A recent paper by colleagues from University of Washington in Seattle, and the University of Toronto Mississauga explains that the record low ice concentration in the Wandel Sea was caused by both thinning of the thick multi-year sea ice and unusual wind-forced ice motion away from the area, particularly in mid- to late August. Changes in the winds replaced the old ice with thinner first-year ice. The authors note that the unusual winds were a significant factor, likely a result of natural variability but that persistent long-term thinning trends in the LIA multi-year sea ice pack were also partly to blame. Winds would not have had as large of an impact in previous decades when the pack was thicker on average.

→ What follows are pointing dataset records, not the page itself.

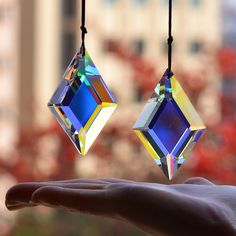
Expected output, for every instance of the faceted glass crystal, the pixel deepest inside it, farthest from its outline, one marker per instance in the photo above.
(82, 103)
(169, 126)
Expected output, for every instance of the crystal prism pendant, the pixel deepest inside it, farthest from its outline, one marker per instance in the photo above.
(169, 126)
(82, 103)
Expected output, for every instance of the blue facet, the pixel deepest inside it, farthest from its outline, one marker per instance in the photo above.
(83, 104)
(168, 125)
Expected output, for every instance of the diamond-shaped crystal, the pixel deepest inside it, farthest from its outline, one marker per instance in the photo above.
(169, 126)
(82, 103)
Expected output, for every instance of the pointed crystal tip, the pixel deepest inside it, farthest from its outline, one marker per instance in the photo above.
(82, 103)
(169, 126)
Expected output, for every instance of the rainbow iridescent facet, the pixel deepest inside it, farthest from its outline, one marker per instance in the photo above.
(82, 103)
(169, 126)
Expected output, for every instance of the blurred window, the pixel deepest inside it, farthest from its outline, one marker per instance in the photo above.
(195, 47)
(195, 3)
(110, 1)
(139, 2)
(138, 46)
(69, 7)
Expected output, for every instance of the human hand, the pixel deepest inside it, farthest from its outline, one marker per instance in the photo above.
(196, 207)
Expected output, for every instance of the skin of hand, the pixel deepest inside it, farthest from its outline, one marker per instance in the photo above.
(194, 208)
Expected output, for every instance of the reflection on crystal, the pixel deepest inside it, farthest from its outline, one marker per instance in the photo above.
(169, 126)
(82, 103)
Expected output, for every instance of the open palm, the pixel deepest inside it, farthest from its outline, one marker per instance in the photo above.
(197, 207)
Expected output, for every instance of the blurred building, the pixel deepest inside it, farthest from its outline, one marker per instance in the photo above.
(39, 38)
(9, 79)
(141, 26)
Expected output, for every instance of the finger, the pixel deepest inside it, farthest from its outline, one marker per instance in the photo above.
(17, 206)
(86, 201)
(198, 181)
(81, 180)
(112, 180)
(22, 193)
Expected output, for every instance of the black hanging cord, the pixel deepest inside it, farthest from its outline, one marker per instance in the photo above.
(82, 27)
(170, 38)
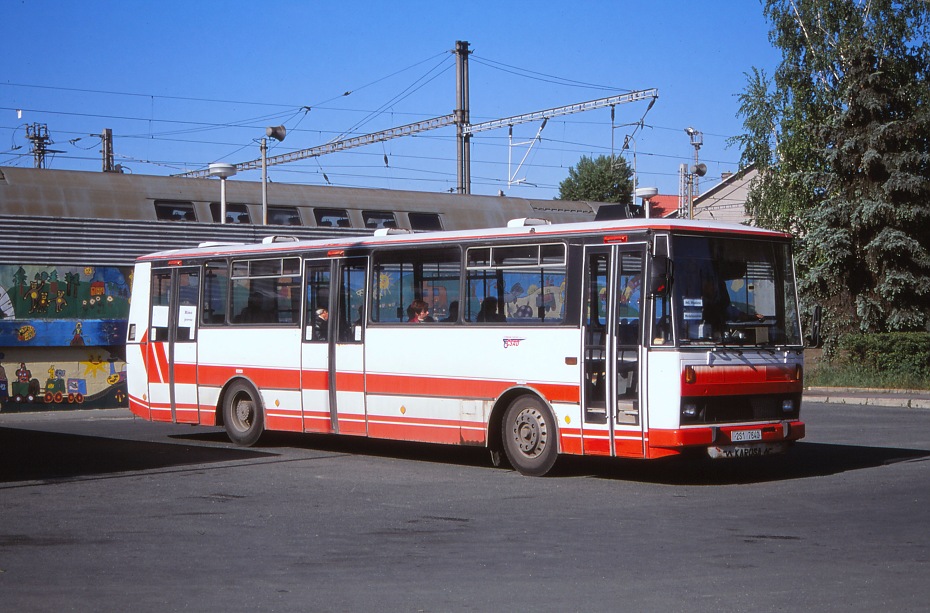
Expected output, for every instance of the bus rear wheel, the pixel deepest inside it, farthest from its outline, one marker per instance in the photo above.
(242, 415)
(529, 436)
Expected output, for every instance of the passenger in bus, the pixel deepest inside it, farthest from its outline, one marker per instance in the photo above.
(320, 325)
(453, 312)
(489, 311)
(253, 311)
(418, 312)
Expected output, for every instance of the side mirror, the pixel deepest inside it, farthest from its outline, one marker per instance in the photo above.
(660, 277)
(815, 340)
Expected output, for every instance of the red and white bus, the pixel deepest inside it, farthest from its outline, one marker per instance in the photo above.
(631, 338)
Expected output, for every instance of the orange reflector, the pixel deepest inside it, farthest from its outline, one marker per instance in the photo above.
(690, 375)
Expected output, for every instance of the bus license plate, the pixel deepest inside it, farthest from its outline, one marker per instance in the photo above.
(747, 451)
(744, 436)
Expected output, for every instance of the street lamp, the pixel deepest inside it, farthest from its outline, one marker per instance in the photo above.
(223, 171)
(277, 133)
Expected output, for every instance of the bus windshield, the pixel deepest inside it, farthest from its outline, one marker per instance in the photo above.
(733, 291)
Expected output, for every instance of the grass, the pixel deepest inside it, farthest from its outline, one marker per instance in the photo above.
(825, 374)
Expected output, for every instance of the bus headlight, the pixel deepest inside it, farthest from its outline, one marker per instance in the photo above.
(689, 410)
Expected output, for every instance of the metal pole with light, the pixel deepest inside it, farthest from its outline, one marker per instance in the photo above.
(278, 133)
(223, 171)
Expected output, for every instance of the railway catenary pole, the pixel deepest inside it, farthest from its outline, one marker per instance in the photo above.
(460, 118)
(463, 139)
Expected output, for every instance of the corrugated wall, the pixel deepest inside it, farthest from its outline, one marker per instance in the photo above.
(113, 242)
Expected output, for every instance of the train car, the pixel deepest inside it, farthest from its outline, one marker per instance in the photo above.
(70, 238)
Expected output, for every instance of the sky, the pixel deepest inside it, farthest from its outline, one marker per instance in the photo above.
(186, 84)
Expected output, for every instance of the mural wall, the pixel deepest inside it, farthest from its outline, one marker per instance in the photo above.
(62, 334)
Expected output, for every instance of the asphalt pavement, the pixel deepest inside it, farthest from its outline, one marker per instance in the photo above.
(914, 399)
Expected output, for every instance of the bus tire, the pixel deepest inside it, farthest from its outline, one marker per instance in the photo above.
(529, 436)
(242, 414)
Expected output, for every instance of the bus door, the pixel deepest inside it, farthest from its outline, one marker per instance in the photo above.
(612, 422)
(172, 353)
(333, 373)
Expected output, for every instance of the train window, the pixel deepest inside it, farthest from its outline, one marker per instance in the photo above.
(379, 219)
(235, 213)
(283, 216)
(424, 221)
(332, 218)
(167, 210)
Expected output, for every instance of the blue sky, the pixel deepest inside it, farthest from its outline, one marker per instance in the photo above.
(184, 84)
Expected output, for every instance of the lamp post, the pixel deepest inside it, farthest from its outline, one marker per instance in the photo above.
(223, 171)
(277, 133)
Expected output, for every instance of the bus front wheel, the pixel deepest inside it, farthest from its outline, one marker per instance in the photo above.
(529, 436)
(242, 415)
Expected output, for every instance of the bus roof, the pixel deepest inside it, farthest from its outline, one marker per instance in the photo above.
(273, 244)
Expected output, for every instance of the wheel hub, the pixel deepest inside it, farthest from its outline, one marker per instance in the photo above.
(244, 411)
(530, 432)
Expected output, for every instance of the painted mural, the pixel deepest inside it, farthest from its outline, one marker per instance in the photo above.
(62, 333)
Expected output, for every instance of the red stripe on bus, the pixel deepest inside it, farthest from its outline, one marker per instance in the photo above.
(741, 380)
(472, 389)
(277, 378)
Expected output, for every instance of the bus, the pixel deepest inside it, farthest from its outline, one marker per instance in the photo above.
(633, 338)
(71, 238)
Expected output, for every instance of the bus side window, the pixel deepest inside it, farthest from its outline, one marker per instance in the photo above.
(215, 292)
(317, 293)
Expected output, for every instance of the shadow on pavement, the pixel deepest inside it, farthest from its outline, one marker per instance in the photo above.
(32, 455)
(802, 461)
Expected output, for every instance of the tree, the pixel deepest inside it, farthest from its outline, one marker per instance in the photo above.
(605, 179)
(840, 137)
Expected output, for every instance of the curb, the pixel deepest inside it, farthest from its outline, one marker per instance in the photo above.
(910, 399)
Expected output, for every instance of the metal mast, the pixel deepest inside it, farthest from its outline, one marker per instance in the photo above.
(463, 138)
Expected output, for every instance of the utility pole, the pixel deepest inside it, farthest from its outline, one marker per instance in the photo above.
(38, 134)
(463, 139)
(106, 139)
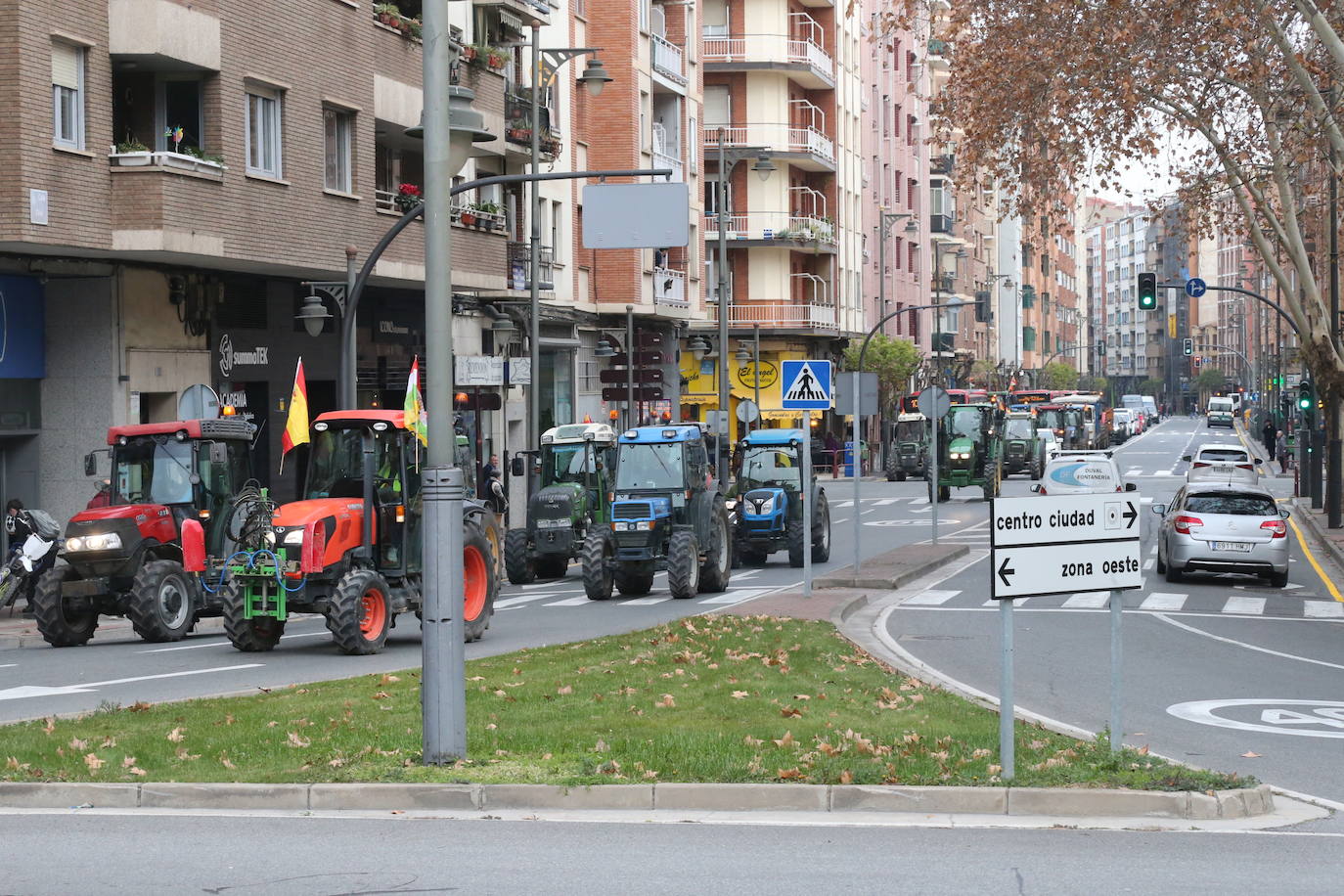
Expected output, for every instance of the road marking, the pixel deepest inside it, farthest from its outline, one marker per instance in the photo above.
(1322, 610)
(931, 598)
(1161, 601)
(1246, 606)
(40, 691)
(1311, 558)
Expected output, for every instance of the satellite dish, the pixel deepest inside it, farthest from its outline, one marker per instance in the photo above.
(198, 403)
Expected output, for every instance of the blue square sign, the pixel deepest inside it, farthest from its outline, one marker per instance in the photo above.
(807, 385)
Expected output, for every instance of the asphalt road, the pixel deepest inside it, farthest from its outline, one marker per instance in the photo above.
(118, 668)
(1188, 648)
(323, 856)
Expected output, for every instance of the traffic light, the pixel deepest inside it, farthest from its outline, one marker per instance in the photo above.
(1146, 291)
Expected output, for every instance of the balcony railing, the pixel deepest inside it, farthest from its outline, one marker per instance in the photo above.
(772, 226)
(667, 58)
(519, 266)
(779, 137)
(784, 316)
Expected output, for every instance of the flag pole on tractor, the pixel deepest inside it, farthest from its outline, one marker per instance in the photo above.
(295, 425)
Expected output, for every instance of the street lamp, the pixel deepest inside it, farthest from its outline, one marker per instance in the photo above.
(546, 66)
(762, 166)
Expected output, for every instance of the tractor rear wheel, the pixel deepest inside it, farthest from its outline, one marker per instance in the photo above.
(599, 555)
(478, 583)
(359, 614)
(718, 555)
(250, 636)
(633, 580)
(517, 558)
(683, 565)
(61, 625)
(162, 602)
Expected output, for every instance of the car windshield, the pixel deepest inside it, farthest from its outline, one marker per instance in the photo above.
(150, 471)
(769, 467)
(650, 467)
(566, 464)
(1232, 504)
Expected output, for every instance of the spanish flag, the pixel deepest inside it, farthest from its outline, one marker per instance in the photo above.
(295, 426)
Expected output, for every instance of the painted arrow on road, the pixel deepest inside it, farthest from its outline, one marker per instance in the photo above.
(40, 691)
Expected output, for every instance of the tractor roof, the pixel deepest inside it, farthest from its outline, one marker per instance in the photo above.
(575, 432)
(660, 434)
(775, 437)
(229, 427)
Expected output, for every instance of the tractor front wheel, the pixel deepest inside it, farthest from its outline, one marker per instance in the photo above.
(359, 615)
(250, 636)
(599, 557)
(61, 625)
(162, 602)
(517, 558)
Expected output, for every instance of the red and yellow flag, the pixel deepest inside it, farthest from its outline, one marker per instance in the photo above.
(295, 426)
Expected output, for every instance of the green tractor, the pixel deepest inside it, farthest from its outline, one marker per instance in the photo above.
(969, 450)
(575, 465)
(1024, 452)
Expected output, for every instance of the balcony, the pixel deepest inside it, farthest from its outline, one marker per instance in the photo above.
(775, 229)
(807, 147)
(804, 60)
(667, 60)
(807, 316)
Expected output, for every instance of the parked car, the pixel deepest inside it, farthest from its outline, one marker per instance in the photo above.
(1224, 464)
(1224, 528)
(1082, 473)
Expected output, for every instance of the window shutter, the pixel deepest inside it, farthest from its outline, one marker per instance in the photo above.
(65, 66)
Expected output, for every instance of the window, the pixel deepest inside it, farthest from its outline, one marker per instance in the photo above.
(338, 126)
(263, 122)
(67, 70)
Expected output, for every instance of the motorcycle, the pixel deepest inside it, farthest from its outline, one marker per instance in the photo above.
(14, 575)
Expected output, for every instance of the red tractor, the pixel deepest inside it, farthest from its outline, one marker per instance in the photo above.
(351, 550)
(125, 559)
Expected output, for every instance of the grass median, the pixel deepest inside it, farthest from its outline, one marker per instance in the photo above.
(706, 698)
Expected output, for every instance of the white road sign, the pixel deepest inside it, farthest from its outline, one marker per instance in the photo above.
(1064, 518)
(1062, 544)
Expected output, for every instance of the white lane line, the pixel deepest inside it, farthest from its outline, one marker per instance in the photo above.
(1246, 606)
(571, 602)
(931, 598)
(1160, 601)
(1322, 608)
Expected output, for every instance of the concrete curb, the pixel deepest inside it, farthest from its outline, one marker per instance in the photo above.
(678, 797)
(891, 583)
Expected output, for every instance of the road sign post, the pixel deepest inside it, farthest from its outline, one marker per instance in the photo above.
(1060, 544)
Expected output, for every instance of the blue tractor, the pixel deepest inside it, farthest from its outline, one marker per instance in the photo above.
(768, 501)
(667, 514)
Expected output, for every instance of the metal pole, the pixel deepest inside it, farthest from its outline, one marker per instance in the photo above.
(444, 692)
(722, 437)
(1117, 730)
(534, 417)
(1007, 747)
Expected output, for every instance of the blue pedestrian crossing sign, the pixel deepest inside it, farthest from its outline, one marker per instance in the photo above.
(807, 385)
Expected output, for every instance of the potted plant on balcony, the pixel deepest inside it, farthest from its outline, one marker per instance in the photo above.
(408, 198)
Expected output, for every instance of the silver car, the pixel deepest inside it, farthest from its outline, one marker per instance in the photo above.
(1222, 464)
(1224, 528)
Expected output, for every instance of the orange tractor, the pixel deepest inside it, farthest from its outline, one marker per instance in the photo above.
(349, 550)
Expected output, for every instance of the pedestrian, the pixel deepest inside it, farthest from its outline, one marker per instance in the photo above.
(1268, 438)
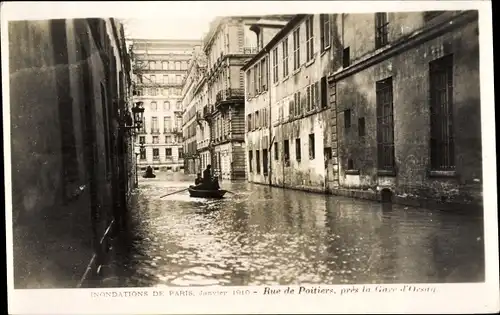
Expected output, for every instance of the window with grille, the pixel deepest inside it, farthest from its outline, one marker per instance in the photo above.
(346, 57)
(312, 148)
(296, 49)
(310, 38)
(257, 161)
(385, 125)
(325, 31)
(429, 15)
(154, 125)
(286, 150)
(298, 151)
(275, 65)
(381, 29)
(441, 107)
(264, 74)
(347, 118)
(285, 57)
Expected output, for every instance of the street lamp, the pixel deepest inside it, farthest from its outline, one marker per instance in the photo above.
(137, 151)
(134, 122)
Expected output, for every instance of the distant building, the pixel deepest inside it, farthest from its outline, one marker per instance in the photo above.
(193, 99)
(407, 103)
(160, 67)
(368, 105)
(230, 43)
(286, 105)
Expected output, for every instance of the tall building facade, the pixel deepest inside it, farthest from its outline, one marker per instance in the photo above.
(160, 68)
(192, 99)
(228, 45)
(286, 105)
(69, 90)
(382, 105)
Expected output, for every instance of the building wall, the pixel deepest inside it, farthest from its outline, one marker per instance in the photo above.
(409, 70)
(170, 60)
(61, 184)
(308, 173)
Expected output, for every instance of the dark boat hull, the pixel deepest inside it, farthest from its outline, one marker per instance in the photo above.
(197, 193)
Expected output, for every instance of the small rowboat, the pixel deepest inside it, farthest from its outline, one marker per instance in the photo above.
(199, 193)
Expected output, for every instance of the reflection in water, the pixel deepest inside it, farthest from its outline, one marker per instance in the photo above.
(263, 235)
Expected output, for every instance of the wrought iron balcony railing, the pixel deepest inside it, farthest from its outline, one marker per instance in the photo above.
(250, 50)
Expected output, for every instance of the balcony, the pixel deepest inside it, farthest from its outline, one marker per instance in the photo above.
(250, 50)
(207, 111)
(229, 96)
(177, 131)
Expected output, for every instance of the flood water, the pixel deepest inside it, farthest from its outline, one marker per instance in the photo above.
(262, 235)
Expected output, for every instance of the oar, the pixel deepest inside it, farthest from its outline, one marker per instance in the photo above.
(175, 192)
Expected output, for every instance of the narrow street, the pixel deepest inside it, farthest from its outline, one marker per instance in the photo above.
(262, 235)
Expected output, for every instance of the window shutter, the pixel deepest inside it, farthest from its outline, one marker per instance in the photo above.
(317, 102)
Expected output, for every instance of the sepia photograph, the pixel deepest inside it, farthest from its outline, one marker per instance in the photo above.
(237, 152)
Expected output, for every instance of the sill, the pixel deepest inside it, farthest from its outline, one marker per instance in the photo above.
(310, 62)
(437, 173)
(386, 173)
(352, 172)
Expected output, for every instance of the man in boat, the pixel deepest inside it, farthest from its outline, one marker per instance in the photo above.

Sea ice in the Southern Ocean surrounding Antarctica was well above the 1981 to 2010 average extent in June, rising above the ninetieth percentile near the end of the month. Areas north of Dronning Maud Land, Wilkes Land, and the Ross and Amundsen Seas were above average in extent, while regions on either side of the Antarctic Peninsula—the Bellingshausen Sea and the northwestern Weddell Sea—were below average.
The atmospheric circulation pattern for the month was characterized by a strong Amundsen Sea low pressure area (10 to 15 millibars lower than the average for the month) and a weak “wave-3 pattern” around the rest of the Southern Ocean. A wave-3 pattern consists of three high-pressure areas (in this case, the Weddell Sea, Indian Ocean, and southwest Pacific) interspersed with three low-pressure regions (the Amundsen Sea, the areas south of South Africa, and the area south of Australia).
Schweiger, A. J., M. Steele, and J. Zhang et al. 2021. Accelerated sea ice loss in the Wandel Sea points to a change in the Arctic’s Last Ice Area. Communications Earth & Environment 2, 122 (2021), doi:10.1038/s43247-021-00197-5.